Recreational fishing is a multi-million dollar industry and a popular recreational pastime for many Americans. This tradition, however, may be threatened by the introduction of didymo (Didymosphenia geminata) to trout spawning areas. Tom Atwood is spearheading an effort to learn more about the effects of this species on trout eggs. Didymo, “an aquatic nuisance species” forms thick mats on the bottoms of rivers and other waterways. This species attaches itself to rocks and plants along the bed of the waterway, “making its presence ubiquitous on river bottoms” says Atwood.

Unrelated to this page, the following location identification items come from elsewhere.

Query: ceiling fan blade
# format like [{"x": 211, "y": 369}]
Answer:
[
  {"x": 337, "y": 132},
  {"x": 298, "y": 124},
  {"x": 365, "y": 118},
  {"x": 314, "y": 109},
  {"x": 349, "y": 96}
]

The spawning habits of trout involve laying nests of eggs called redds on the bottom of riverbeds. The success of these eggs depends on the water hydraulics surrounding them. Atwood believes that the growing presence of didymo in streams will interfere with these hydraulics, leading to inhibited egg growth. This is an example of a trophic cascade or when the primary producer in a system disrupts a food chain so that the top-level predator is affected. Atwood explains that in this case, the top-level consumer being affected is the adult trout. He intends to test his hypothesis and has submitted a research proposal addressing with the issue.
Atwood’s research would involve the establishment of several experimental troughs. These would be created to simulate the environment of a typical river and redd. Trout eggs of the genus Salvelinus and Oncorhynchus will be added to the troughs. Each collection of troughs will also have a certain amount of didyo ranging from none at all to a heavy cover. Aspects of the water such as initial water velocity, oxygen concentration, fine sediment level and surface water-groundwater exchange would be continuously monitored in each trough. At the end of the study, egg mortality and successful hatches will be counted and compared to the presence of didymo. With this information, Atwood hopes to answer basic questions about the influence of didymo on water hydraulics and how it affects trout redds in nature.
The results of this study will be of prominent concern to recreational trout fishermen throughout the United States. It will educate these citizens about the threat that didymo poses to their game fish and compel them to be more cautious about unintentional invasive species transfer. The study will also elucidate the effects of didymo on the various trophic levels present in a stream ecosystem.